Bukan jujur kepada orang lain saja, tapi terutama jujur pada diri sendiri.
Bahwa aku capek, iya. Bahwa kadang aku gak bisa mikir jernih. Bahwa aku merasa sendirian di keramaian. Bahwa aku cemburu melihat orang lain tampak lebih berhasil. Bahwa aku kecewa karena harapan tidak sesuai kenyataan. Dan bahwa aku, manusia biasa, bisa marah, bisa takut, bisa hancur, bisa jatuh. Aku pernah pura-pura bahagia agar tidak merepotkan orang lain. Aku menahan tangis agar tidak terlihat cengeng. Aku bilang “aku bisa” padahal ingin bilang “tolong, bantu aku.” Dan semua itu, jujur, membuat aku semakin jauh dari diriku sendiri.
Sampai satu hari aku sadar… bahwa ketulusan untuk mengakui rasa lelah itu bukan kelemahan. Itu keberanian.
Keberanian untuk mengakui kalau aku butuh istirahat.
Keberanian untuk bilang kalau aku gak sanggup hari ini, dan itu gak apa-apa.
Keberanian untuk berkata “aku gak baik-baik aja” tanpa merasa bersalah.
Dan keberanian untuk memeluk diri sendiri di hari-hari ketika tidak ada yang lain bisa melakukannya.

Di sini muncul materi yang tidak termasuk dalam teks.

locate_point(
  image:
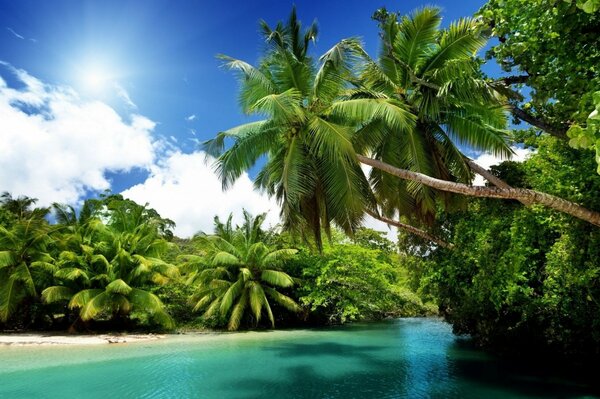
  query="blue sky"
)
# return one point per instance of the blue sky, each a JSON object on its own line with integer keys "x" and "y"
{"x": 152, "y": 64}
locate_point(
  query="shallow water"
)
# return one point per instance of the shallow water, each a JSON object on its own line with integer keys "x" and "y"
{"x": 407, "y": 358}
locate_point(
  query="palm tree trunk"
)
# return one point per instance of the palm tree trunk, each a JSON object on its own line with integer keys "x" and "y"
{"x": 486, "y": 174}
{"x": 411, "y": 229}
{"x": 519, "y": 194}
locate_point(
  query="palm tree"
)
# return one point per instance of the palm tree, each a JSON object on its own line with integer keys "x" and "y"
{"x": 25, "y": 262}
{"x": 311, "y": 168}
{"x": 404, "y": 117}
{"x": 104, "y": 271}
{"x": 240, "y": 275}
{"x": 434, "y": 72}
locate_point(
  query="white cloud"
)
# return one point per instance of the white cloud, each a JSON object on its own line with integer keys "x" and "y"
{"x": 55, "y": 146}
{"x": 184, "y": 188}
{"x": 486, "y": 160}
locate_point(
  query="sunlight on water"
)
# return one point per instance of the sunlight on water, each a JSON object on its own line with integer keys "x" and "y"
{"x": 408, "y": 358}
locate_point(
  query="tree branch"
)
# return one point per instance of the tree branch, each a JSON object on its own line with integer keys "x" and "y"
{"x": 411, "y": 229}
{"x": 511, "y": 80}
{"x": 539, "y": 123}
{"x": 533, "y": 197}
{"x": 486, "y": 174}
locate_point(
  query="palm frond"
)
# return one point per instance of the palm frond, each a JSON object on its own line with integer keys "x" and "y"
{"x": 57, "y": 294}
{"x": 277, "y": 278}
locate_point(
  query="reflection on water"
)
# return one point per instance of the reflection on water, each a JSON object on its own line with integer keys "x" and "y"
{"x": 407, "y": 358}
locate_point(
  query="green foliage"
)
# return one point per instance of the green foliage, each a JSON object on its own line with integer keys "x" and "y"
{"x": 555, "y": 44}
{"x": 103, "y": 271}
{"x": 310, "y": 163}
{"x": 25, "y": 260}
{"x": 349, "y": 282}
{"x": 588, "y": 137}
{"x": 239, "y": 278}
{"x": 431, "y": 77}
{"x": 527, "y": 277}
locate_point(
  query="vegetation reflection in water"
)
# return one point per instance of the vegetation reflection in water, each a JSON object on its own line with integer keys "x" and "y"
{"x": 401, "y": 358}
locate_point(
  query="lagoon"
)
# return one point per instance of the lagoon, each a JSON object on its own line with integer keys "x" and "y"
{"x": 405, "y": 358}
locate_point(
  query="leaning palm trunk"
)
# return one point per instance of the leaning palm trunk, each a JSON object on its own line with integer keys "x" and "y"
{"x": 519, "y": 194}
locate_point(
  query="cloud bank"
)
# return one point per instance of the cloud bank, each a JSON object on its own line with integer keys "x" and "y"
{"x": 55, "y": 146}
{"x": 184, "y": 188}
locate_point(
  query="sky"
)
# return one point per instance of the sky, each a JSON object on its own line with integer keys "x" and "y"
{"x": 117, "y": 95}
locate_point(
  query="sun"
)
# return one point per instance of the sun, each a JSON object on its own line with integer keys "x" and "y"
{"x": 95, "y": 79}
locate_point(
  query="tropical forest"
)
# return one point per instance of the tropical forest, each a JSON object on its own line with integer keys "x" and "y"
{"x": 394, "y": 263}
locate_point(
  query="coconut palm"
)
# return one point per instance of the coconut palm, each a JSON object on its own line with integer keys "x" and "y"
{"x": 238, "y": 277}
{"x": 25, "y": 262}
{"x": 432, "y": 73}
{"x": 405, "y": 117}
{"x": 310, "y": 164}
{"x": 104, "y": 272}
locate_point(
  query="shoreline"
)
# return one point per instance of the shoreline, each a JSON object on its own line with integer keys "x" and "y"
{"x": 26, "y": 339}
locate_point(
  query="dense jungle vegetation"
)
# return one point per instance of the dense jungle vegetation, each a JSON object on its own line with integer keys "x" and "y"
{"x": 515, "y": 263}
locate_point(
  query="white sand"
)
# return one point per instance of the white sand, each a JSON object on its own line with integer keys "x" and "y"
{"x": 39, "y": 339}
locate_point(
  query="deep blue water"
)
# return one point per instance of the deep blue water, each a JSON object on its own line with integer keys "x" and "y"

Lucunya, saat aku mulai jujur, bebanku jadi lebih ringan. Aku nggak harus menghafal kebohongan mana yang sudah kubuat kemarin. Aku tidak harus berpura-pura tertawa saat sebenarnya ingin diam saja. Dan aku mulai menemukan satu hal yang tidak pernah kubayangkan sebelumnya: ketenangan. Karena ternyata, aku gak perlu menyenangkan semua orang. Aku hanya perlu berdamai dengan diriku sendiri. Tentu, hidup tidak langsung jadi mudah. Aku tetap harus bayar tagihan, tetap harus bangun pagi meski ngantuk, tetap harus jawab chat dari grup keluarga yang isinya cuma stiker dan pesan berantai. Tapi kali ini, aku menjalaninya dengan penerimaan, bukan paksaan.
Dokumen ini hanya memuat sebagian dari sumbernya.